Home > US-India nuke deal is signed, sealed, and delivered

US-India nuke deal is signed, sealed, and delivered

by Open-Publishing - Tuesday 14 October 2008

Nuclear International USA

WASHINGTON: Generations to come may slice and dice the US-India nuclear cooperation deal, but for now it has been firmly stated by New Delhi and broadly accepted in Washington that India will be bound only by the bilateral 123 Agreement with regards to the terms of the deal, other sentiments of the US Congress notwithstanding.

Nuke deal is signed, sealed, and delivered
11 Oct 2008, 2115 hrs IST, Chidanand Rajghatta,TNN

Having assured itself that US President George Bush asserted his executive stamp over legislative opinion in his statement that accompanied the signing of the nuclear bill into law, New Delhi sent its entire negotiating team led by External Affairs Minister Pranab Mukherjee on a 10,000-mile, 12-hour visit to Washington for the 123 Agreement signing ceremony — a modest affair in the State Department’s glittering Benjamin Franklin room. The team arrived in the afternoon, signed the agreement in the evening, and left for Delhi in the night.

Secretary of State Condoleezza Rice, whose visit to New Delhi last week for the same purpose was rendered fruitless because of India’s anxiety over Bush’s signing statement, politely and pointedly thanked Mukherjee ’’who flew all the way here from New Delhi to do this signing,’’ before seeing them off without even a meal (the team dined at the their hotel). But for Mukherjee, a diplomatic maestro with nearly three-decades in the business, the objective of asserting India’s stand one last time in Washington was achieved.

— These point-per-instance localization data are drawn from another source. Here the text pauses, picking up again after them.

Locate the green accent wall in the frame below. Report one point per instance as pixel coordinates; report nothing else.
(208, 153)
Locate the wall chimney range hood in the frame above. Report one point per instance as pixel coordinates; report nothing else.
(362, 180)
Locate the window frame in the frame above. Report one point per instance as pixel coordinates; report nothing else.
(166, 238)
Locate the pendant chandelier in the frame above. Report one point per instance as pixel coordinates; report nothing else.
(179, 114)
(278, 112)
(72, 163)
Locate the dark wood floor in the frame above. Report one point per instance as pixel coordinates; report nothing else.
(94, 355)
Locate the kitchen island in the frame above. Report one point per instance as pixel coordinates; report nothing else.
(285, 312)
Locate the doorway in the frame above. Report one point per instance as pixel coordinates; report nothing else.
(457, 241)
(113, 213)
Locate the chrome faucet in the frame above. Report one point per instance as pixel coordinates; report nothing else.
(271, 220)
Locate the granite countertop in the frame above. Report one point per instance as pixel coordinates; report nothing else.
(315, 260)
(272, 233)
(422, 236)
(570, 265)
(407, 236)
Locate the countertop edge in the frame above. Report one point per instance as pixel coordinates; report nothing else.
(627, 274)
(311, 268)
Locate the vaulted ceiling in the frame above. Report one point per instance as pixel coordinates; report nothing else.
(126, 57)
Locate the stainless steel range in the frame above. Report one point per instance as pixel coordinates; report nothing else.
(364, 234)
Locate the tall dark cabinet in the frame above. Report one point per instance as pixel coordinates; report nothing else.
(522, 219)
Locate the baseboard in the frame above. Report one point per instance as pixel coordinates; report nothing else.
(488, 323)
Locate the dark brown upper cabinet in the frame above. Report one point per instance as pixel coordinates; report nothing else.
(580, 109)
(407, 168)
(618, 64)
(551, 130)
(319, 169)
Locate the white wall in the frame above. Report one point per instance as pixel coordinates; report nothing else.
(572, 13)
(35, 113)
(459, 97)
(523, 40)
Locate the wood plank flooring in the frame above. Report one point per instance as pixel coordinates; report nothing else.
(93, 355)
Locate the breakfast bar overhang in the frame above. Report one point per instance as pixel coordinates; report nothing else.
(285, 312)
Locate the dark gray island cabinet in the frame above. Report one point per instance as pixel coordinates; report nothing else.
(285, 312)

’’This is an agreement about civil nuclear cooperation and reflects a careful balance of rights and obligations. The agreement has been passed by the U.S. Congress without any amendment. This provision is now legally binding on both sides, once the agreement enters into force,’’ he said in his remarks at the diplomatic ceremony before affixing his signature on the documents.

The assertion corrected any impression that the US Congress’ resolutions and sentiments amounted to an amendment and was legally binding on India, a position he elaborated later at a press conference. ’’We are bound by the agreed text of the 123 Agreement, which is negotiated on the basis of the joint statements of President George Bush and Prime Minister Manmohan Singh in July 2005 and March 2006,’’ he said when asked if the nuclear deal was open to interpretation and if foreign relations could be conducted on the basis of trust. ’’It’s not a merely a question of interpretation. It’s a question of agreed text.’’

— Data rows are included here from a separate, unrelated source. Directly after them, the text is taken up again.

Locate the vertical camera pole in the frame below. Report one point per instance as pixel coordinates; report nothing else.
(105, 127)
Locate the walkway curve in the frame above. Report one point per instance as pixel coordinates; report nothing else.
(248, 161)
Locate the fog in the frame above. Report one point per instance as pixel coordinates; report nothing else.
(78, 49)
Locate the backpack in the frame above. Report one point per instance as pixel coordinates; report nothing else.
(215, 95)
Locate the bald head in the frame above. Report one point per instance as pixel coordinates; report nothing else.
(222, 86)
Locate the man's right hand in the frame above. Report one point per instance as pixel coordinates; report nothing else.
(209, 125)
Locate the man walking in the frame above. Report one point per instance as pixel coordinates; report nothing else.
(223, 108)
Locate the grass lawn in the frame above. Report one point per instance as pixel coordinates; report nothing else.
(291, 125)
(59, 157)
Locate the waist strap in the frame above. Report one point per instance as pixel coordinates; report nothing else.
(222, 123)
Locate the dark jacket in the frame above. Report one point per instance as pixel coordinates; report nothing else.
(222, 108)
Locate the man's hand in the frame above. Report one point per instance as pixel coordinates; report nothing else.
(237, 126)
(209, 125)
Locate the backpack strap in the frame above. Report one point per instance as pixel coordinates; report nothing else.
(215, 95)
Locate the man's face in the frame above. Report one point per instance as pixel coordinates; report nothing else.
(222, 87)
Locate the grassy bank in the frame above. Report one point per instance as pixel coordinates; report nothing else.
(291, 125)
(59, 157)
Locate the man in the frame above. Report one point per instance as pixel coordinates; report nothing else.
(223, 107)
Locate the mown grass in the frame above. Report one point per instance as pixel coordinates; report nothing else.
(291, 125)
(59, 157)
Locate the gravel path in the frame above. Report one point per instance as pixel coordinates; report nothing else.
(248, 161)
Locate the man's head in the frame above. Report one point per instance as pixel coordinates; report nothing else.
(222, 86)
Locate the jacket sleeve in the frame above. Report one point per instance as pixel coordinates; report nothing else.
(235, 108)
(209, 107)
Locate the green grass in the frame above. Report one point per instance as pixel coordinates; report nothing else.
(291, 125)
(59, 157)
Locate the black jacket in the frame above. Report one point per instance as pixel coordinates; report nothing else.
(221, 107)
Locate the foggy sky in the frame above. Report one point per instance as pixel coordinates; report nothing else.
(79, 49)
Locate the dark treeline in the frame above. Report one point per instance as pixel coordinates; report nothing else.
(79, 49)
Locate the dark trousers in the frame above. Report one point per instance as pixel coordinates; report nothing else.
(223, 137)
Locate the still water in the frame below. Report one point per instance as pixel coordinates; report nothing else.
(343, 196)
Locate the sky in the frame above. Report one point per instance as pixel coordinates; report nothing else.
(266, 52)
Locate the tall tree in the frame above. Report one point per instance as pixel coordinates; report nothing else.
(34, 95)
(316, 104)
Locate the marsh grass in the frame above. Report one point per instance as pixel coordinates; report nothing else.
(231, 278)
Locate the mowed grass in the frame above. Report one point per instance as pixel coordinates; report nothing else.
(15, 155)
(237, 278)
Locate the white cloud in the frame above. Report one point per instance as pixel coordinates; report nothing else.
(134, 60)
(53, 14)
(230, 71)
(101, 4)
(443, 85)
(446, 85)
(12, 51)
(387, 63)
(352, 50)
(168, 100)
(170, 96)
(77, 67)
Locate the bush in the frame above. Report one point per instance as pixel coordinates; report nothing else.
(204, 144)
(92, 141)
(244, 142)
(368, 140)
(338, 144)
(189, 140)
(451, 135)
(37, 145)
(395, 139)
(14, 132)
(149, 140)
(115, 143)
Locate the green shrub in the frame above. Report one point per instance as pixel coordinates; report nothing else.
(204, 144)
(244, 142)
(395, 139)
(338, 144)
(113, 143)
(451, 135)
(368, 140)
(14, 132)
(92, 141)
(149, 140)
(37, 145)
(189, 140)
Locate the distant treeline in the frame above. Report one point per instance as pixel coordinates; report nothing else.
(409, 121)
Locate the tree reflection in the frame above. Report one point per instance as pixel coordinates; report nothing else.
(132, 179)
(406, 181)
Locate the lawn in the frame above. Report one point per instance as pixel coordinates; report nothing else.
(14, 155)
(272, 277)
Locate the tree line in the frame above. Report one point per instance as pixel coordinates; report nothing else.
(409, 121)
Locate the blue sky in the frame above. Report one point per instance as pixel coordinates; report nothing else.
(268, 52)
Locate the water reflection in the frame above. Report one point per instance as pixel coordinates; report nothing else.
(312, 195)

But in a tacit acknowledgment that trust would indeed be a basis for implementing the agreement, agreed text notwithstanding, Mukherjee’s written statement said ’’We intend to implement this Agreement in good faith and in accordance with the principles of international law and I am confident that the US will also do the same.’’

US officials once again explained that provisions of Congressional law would kick in only in the event of an Indian nuclear test, that too after consideration of mitigating circumstances of the test. One official who was involved in the negotiating process told ToI, ’’The essence of this agreement corrects the over-reaction of the Clinton administration to India’s test in 1998. India is a different country in 2008 and will be different still in 2018. Do you think the US can react the same way to an Indian test in 2018?’’

Secretary Rice did not have to resort to any such verbal calisthenics or elaborate projection, befitting a country that is more confident of its objectives and more secure in its vision of future US-India ties.

’’Many thought this day would never come. But doubts have been silenced now,’’ she said at the signing ceremony, adding that ’’with the conclusion of this civil nuclear agreement, our partnership will be limited only by our will and our imagination.’’

Indeed, the broad vision she laid out sounded straight out of the Left manifesto: let us use our partnership to drive a new social justice agenda for the 21st century by promoting good and uncorrupt governance, by expanding free and fair global trade, by advancing health and education, and supporting the millions and millions of people who are striving to lift themselves out of poverty.

But the underlying strategic objective was never too far. ’’Let no one assume, though, that our work is now finished,’’ she said. ’’Indeed, what is most valuable about this agreement is how it unlocks a new and far broader world of potential for our strategic partnership in the 21st century, not just on nuclear cooperation but on every area of national endeavor.’’

Around the time she was saying this, elsewhere in Washington’s corridors of powers, U.S strategists were discussing – and even demanding — a greater role for India in containing the growing conflagration on the Afghanistan-Pakistan border. In fact, asked at his press conference about New Delhi’s stand on Pakistan seeking a similar nuclear deal, Mukherjee said India would have no problem with it, perhaps confident that a country which was descending into chaos and bankruptcy and which India was being asked to help save should have other priorities.